At the height of the Korean war, prisoners from North and South Korea are incarcerated in the notorious Goeje Island prison camp, where an uneasy truce is overseen by their American captors. As Christmas approaches, the camp commander seizes a PR opportunity to stage a rousing dance performance, choreographed by former Broadway star Sgt. Jackson (played by tap dancer Jared Grimes).

 

The inmates are a sorry, malnourished bunch with no feel for American swing or tap rhythms. Nevertheless, Jackson assembles a predictably ragtag assortment of oddballs and outcasts, including a Chinese inmate (Kim Min-ho), a Southern civilian (Oh Jung-se), an opportunistic village girl, Pan-rae (Park Hye-su) and, most notably, Ki-soo (Do Kyung-soo, aka D.O.), younger brother of a revered Northern war hero.
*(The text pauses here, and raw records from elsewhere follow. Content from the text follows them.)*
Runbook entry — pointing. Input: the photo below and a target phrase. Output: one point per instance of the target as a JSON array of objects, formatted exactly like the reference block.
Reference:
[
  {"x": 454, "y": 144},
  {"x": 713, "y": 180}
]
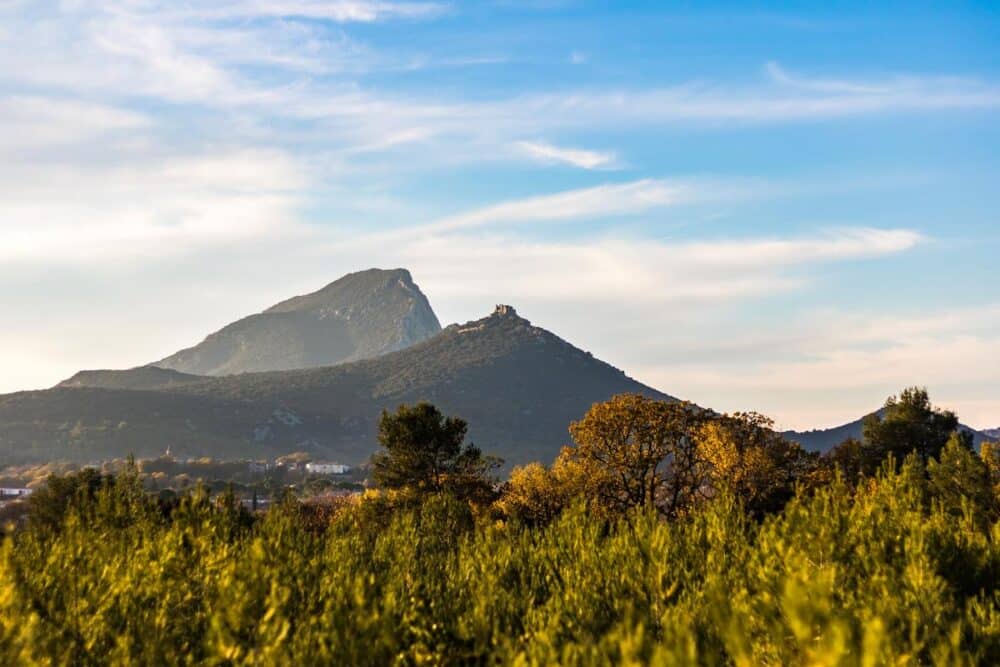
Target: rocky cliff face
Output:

Despite their lack of talent, each harbours their own motives for signing up, and Jackson does his best to lick them into shape. As an African-American, Jackson receives persistent abuse from inmates and fellow countrymen alike, but his deft footwork entrances his students as readily as it dazzles the audience.

This is especially true of Ki-soo, whose longing to express himself through music and movement is perpetually countered by his obligations to North Korea’s ferocious agenda. This conflict becomes increasingly volatile in the film’s second half, following the arrival of Lee Da-wit’s vitriolic Northern radical.

This clash of ideologies – personal vs national, peaceful vs violent – is at the heart of Swing Kids, but threatens to tear the film apart. Kang asks us to squirm at the meaningless brutality of war, but also cut a rug to his toe-tapping dance numbers. At one point, Jackson and Pan-rae begin to compare their respective struggles in racist and chauvinist societies, but the film soon realises it has nothing to say on the matter.

Park Hye-su and Jared Grimes in a still from Swing Kids.

Even the soundtrack skips from Big Band standards to anachronistic David Bowie tracks in a desperate search for a beat to call its own. As divided thematically as its historical setting, Swing Kids is neither stirring nor swinging enough to get us on our feet.